Saturday, February 28, 2015

Has the advent of the internet moved the cheese of value investors?

Several of my blog readers have asked me whether the advent of the internet and digital age made markets a lot more efficient. It is true that it is much easier to get access to information today than it was before the digital age. For example till a couple of decades ago you had to order annual reports in physical form but today you can go to a website and get the information. Several value investing blogs, forums and social media have information about publicly listed businesses. The exchanges on Dalal Street and elsewhere provide tons of information on actions, financials, key dates, conference calls and more. The key management personnel are on facebook, twitter, LinkedIn and various other social and professional networks. You might even have them as 2nd or 3rd degree connections in the worst case. This could enable to get their bio-data and contact your friends to get impressions.

The truth is that there is an information overload and the amount of available information on a business CANNOT be processed by the portfolio manager. The key is not the quantity of information or even the quality of information but the ability of the value investor to discern the important parts and most importantly follow the rules and psychology of value investing.

The institutional performance derby continues as it did in the past. In fact some would say that the manic depressive moods of Mr. Market have been exacerbated to an extent because of the information overload. A general feeling of doomsday is coming or everything is rosy is far more likely to spread in an internet world because of the speed of information travel.

Trading volumes are an indication of the manic depressive moods of Mr. Market.

Data from World bank

As you can see the global volume numbers are well over 100% which means that the entire market changes hands at least once a year. If you change 100% of your portfolio once a year you are bound to be fickle. No wonder many a value investor has said that one of the biggest advantages you can have is a long term mindset.

Delivery percentage of total shares traded is another great indicator. This means how many shares after changing hands actually ended up from the hands of a seller in the hands of a buyer. They may have changed hands many times during the day. So a delivery % of 50% indicates that the shares on an average changed hands 2 times during the day. A delivery percentage of 30% indicates 3 times and of 20% indicates 5 times per day!
Delivery % of NSE stocks

If shares change hands 2 to 5 times during a day I am sure you understand why I (and many value investors) believe that the market is not efficient. There is no way that the value of a company changes enough for the average participant to change his mind 3 times a day. I accept that some of this may be due to statistical arbitrage funds buying on exchange and selling on the other but both exchanges have a very low delivery percentage.

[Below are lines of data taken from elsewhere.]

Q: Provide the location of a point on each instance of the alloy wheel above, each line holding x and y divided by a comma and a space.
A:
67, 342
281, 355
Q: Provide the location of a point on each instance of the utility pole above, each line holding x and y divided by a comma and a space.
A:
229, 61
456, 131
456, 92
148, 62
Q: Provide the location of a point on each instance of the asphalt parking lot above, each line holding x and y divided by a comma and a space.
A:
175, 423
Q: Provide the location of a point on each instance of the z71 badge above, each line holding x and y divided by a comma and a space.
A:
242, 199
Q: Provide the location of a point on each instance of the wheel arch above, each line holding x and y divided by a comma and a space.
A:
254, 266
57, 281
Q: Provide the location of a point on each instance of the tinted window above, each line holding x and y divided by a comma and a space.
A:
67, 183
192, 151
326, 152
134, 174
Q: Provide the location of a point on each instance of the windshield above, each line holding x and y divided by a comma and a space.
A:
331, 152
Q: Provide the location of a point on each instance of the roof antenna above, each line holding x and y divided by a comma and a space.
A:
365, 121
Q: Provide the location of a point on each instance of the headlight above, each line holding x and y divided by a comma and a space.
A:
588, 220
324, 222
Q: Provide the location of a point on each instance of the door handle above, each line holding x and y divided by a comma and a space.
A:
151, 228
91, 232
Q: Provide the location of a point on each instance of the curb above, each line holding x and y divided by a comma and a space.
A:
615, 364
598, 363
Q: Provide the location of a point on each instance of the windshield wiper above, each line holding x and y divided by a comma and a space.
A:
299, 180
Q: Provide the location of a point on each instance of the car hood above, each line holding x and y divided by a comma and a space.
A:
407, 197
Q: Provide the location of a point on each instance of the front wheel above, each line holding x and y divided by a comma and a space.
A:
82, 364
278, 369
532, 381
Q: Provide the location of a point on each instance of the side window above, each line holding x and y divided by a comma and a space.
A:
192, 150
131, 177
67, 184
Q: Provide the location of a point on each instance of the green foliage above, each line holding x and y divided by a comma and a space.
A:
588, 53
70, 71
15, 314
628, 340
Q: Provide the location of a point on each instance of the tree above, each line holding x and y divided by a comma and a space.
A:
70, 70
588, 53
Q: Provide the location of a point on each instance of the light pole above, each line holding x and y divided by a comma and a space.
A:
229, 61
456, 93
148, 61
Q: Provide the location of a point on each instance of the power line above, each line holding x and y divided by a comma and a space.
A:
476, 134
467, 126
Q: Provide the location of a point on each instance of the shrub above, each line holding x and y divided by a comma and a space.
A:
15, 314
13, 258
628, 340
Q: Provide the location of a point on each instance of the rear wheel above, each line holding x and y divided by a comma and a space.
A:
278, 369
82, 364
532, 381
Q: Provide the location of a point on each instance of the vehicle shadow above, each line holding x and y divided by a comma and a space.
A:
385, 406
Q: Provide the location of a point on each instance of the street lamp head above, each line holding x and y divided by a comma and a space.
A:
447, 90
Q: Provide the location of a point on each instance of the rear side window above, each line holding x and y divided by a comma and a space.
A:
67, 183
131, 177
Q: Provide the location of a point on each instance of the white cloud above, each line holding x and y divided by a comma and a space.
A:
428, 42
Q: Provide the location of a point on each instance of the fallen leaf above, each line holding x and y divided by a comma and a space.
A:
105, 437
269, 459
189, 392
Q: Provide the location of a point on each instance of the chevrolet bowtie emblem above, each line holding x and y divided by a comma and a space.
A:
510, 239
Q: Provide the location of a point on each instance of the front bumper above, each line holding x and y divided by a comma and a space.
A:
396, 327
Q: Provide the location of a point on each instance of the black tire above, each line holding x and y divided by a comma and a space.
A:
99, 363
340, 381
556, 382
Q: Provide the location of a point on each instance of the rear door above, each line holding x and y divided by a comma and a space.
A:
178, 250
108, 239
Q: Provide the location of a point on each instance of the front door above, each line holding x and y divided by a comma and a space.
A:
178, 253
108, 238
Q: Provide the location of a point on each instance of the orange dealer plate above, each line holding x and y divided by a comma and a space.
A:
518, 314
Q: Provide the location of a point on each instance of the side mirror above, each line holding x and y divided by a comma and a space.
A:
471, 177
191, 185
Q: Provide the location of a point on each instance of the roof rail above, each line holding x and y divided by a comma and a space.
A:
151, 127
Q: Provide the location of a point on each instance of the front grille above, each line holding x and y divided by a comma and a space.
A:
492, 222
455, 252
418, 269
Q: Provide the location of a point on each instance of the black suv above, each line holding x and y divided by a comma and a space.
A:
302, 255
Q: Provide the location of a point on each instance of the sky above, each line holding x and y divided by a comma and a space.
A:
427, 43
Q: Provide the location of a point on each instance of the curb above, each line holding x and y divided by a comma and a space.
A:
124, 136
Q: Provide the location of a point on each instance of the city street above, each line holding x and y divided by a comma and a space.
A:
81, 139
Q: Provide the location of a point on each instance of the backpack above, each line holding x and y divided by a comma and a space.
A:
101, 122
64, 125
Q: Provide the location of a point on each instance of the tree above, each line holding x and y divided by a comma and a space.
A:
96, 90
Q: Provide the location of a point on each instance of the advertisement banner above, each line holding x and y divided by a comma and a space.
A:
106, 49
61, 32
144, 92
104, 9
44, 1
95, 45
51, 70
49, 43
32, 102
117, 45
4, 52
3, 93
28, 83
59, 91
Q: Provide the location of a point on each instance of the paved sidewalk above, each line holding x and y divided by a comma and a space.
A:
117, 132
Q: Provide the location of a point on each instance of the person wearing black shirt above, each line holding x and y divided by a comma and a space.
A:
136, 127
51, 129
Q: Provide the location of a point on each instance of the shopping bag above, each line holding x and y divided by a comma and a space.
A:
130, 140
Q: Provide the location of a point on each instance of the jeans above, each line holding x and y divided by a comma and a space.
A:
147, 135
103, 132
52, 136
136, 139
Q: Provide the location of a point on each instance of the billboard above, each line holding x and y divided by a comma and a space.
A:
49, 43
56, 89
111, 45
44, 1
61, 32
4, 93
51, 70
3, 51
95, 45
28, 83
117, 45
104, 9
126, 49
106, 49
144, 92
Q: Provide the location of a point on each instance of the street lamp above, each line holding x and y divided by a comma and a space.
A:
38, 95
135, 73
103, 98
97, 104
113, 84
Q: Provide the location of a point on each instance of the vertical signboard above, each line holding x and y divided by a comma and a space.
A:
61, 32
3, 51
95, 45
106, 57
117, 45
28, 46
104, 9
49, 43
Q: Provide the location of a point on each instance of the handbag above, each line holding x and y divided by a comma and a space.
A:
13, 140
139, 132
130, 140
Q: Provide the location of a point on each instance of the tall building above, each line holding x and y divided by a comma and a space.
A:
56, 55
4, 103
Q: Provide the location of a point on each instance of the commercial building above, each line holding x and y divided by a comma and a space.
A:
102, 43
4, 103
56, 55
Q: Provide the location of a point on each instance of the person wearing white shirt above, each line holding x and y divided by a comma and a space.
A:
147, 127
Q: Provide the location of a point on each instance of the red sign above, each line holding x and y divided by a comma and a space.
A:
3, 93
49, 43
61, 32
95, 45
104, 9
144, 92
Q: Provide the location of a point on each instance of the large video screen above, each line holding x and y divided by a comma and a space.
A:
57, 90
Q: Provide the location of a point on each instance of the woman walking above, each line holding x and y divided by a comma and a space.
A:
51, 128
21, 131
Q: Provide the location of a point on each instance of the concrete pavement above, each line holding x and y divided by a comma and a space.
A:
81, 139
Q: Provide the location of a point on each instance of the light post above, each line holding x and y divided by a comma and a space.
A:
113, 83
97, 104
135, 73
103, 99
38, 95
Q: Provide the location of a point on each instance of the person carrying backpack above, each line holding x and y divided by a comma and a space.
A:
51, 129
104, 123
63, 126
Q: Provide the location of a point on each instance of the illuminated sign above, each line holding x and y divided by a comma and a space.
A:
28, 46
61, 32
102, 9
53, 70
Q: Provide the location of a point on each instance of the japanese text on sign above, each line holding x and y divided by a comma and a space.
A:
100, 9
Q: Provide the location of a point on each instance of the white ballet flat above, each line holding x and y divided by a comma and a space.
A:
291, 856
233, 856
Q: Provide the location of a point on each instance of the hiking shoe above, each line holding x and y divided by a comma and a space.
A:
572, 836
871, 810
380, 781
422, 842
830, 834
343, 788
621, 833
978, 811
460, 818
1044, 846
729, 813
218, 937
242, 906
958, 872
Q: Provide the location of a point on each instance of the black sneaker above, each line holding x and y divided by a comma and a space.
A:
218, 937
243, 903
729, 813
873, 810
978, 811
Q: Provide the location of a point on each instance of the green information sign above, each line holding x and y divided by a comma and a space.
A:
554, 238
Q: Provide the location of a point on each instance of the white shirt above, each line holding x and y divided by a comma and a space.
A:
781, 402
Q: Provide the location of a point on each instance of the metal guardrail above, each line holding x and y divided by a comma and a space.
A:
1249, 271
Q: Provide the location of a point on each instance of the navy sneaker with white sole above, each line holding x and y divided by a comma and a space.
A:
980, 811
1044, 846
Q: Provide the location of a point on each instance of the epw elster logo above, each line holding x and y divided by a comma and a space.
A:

Needless to say that the internet age has made trading easier that it used to be in the pre internet days. The transaction costs are lower than ever. This reduces friction and the efficient market theorists say make markets more efficient. But this also gives rise to emotions of investors being expressed rapidly in the markets. People can trade on the move on mobile apps – so some are even trading while driving home. Bad behaviour of fellow commuters might even drive some trading!